Но ждать переговоров с Павлом они не стали – перерытый чемодан был запихнут под койку, Марина зубами сорвала Гумовскую бирочку с нового купальника, отец вышел из-за занавески в новых красных плавках:

– Давай быстрей, Мариш.

Десятиминутная каменистая дорожка до моря петляла меж проглоченных зеленью домиков, скользила над обрывом и стремительно, по утоптанному известняку катилась вниз, навстречу равномерному и длинному прибою.

– Живое, пап, – жадно смотрела Марина на шипящее у ног море, стаскивая панамку с головы.

Отец, сидящий на песке и занявший рот дышащей тальком пипкой резинового круга, радостно кивал.

Через минуту Марина визжала в теплом, тягуче накатывающемся прибое, круг трясся у нее подмышками.

– По грудь войди, не бойся! – кричал уплывающий отец, увозя за собой белые, поднятые ногами взрывы.

Марина ловила волну руками, чувствуя ее упругое ускользающее тело, пила соленую вкусную воду и громко звала отца назад.

– Трусиха ты у меня, – смеялся он, бросаясь на горячий песок и тяжело дыша, – Вся в мамочку.
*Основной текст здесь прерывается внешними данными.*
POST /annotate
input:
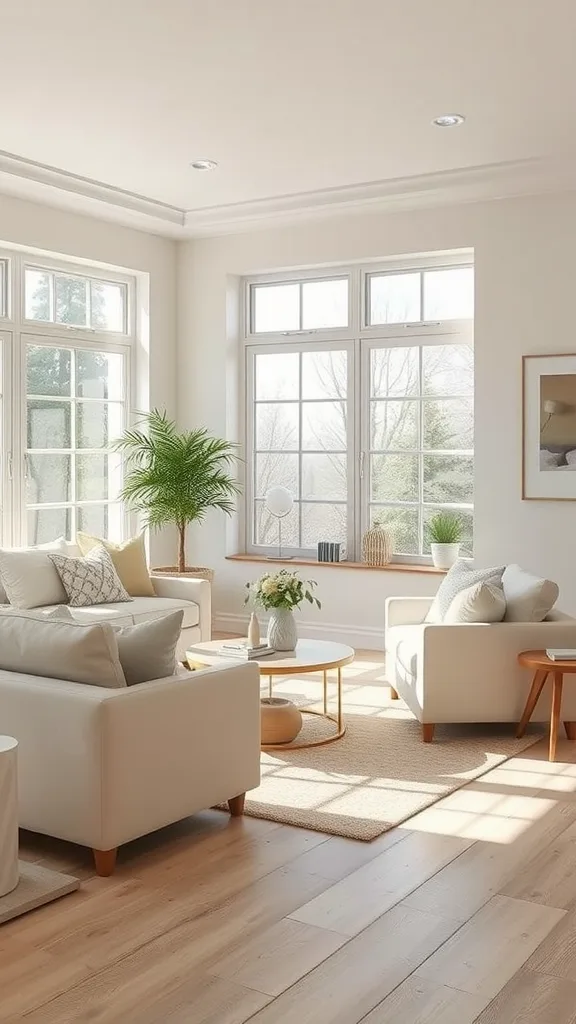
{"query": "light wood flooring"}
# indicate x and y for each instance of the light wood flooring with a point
(467, 913)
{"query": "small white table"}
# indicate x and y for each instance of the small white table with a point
(310, 655)
(8, 816)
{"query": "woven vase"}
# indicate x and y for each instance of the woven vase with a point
(376, 546)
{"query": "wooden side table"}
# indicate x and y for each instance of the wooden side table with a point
(543, 667)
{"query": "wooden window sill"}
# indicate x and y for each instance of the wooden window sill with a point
(391, 567)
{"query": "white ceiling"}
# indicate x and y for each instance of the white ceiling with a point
(301, 96)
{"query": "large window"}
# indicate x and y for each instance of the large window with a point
(66, 359)
(358, 422)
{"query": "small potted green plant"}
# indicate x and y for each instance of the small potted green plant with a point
(445, 535)
(280, 593)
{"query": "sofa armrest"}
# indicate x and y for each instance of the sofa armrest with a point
(187, 589)
(406, 610)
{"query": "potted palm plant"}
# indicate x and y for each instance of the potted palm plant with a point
(173, 477)
(445, 534)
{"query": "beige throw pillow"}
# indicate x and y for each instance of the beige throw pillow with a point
(483, 602)
(37, 645)
(129, 561)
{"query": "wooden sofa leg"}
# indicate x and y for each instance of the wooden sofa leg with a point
(236, 805)
(105, 861)
(427, 732)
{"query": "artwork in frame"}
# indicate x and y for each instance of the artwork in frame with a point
(549, 427)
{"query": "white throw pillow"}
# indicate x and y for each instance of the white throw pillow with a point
(36, 644)
(91, 580)
(483, 602)
(30, 578)
(529, 598)
(460, 577)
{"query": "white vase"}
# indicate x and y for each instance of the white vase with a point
(282, 630)
(444, 555)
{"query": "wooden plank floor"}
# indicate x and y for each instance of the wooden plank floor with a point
(467, 913)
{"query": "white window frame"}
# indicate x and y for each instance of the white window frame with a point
(15, 333)
(359, 338)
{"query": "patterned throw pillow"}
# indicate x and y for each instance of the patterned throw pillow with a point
(460, 577)
(91, 580)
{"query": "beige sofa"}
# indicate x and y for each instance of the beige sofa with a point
(100, 767)
(468, 673)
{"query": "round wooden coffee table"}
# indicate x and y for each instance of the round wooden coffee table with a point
(310, 655)
(542, 666)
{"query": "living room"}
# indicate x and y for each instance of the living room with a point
(247, 220)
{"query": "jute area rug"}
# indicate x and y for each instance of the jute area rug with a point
(380, 772)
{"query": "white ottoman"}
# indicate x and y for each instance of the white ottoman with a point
(8, 815)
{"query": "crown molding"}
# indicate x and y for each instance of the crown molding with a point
(54, 186)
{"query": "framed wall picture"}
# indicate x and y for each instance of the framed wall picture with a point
(548, 428)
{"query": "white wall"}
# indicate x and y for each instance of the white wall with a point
(25, 223)
(525, 258)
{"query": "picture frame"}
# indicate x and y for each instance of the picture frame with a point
(548, 427)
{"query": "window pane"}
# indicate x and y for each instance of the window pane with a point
(395, 298)
(466, 544)
(276, 307)
(107, 306)
(325, 304)
(394, 425)
(70, 296)
(324, 425)
(403, 524)
(47, 524)
(278, 376)
(97, 423)
(277, 470)
(323, 522)
(448, 370)
(99, 375)
(394, 373)
(48, 371)
(324, 476)
(324, 375)
(37, 295)
(48, 424)
(449, 478)
(98, 477)
(48, 478)
(448, 424)
(265, 527)
(449, 294)
(394, 477)
(277, 426)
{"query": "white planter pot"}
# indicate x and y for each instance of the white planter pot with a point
(444, 555)
(282, 630)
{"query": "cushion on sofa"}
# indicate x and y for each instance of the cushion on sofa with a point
(129, 561)
(29, 578)
(529, 598)
(36, 645)
(460, 577)
(483, 602)
(89, 581)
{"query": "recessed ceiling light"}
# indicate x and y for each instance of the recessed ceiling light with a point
(204, 165)
(449, 120)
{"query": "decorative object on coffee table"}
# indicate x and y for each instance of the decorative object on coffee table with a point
(280, 593)
(376, 545)
(445, 534)
(281, 721)
(543, 667)
(310, 655)
(172, 478)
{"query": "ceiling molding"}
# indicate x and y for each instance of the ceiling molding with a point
(54, 186)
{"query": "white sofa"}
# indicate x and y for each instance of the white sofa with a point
(468, 673)
(100, 767)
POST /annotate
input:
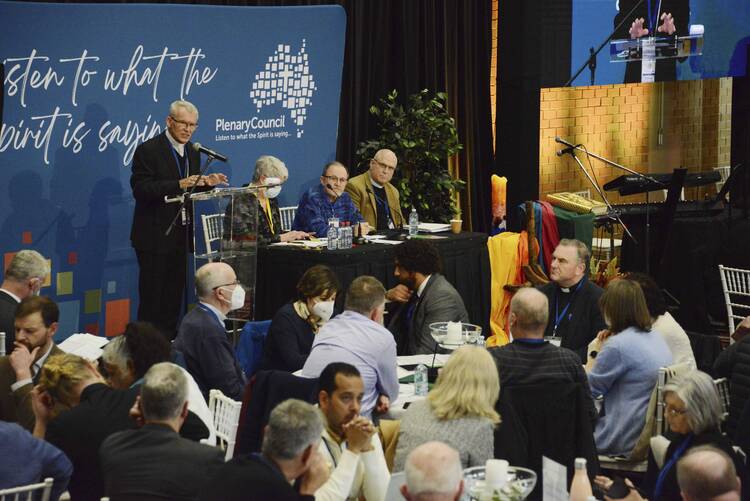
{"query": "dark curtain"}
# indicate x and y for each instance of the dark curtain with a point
(441, 45)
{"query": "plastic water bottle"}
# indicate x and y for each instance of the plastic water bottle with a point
(413, 222)
(420, 381)
(333, 234)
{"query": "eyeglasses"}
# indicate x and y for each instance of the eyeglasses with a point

Марина сидела на краю прибоя, с восторгом чувствуя, как уходящая волна вытягивает из под нее песок. Сгущеное небо вытеснило все прошлое, заставило забыть Москву, подруг, онанизм.

Утром, сидя под виноградным навесом, они ели яйца с помидорами, пили краснодарский чай и бежали по еще ненагретой солнцем тропинке.

На диком пляже никого не было.

Отец быстро сбрасывал тенниску, парусиновые брюки и, разбежавшись, кидался в воду. Он заплывал далеко, Марина залезала на огромный, всосанный песком камень, чтоб разглядеть мелькающее пятно отцовской головы.

– Пааааап!

Сидящие поодаль чайки поднимались от ее крика и с писком начинали кружить.

Отец махал рукой и плыл назад.

Часто он утаскивал ее, вдетую в круг на глубину. Марина повизгивала, шлепая руками по непривычно синей воде, отец отфыркивался, волосы его намертво приклеивались ко лбу…

На берегу они ели черешню из кулька, пуляя косточками в прибой, потом Марина шла наблюдать за крабами, а отец, обмотав голову полотенцем, читал Хемингуэя.

Через неделю Марина могла проплыть метров десять, шлепая руками и ногами по воде.

Еще через неделю отец мыл ее в фанерной душевой под струей нагретой солнцем воды. Голая Марина стояла на деревянной, голубоватой от мыла решетке, в душевой было тесно, отец в своих красных плавках сидел на корточках и тер ее шелковистой мочалкой.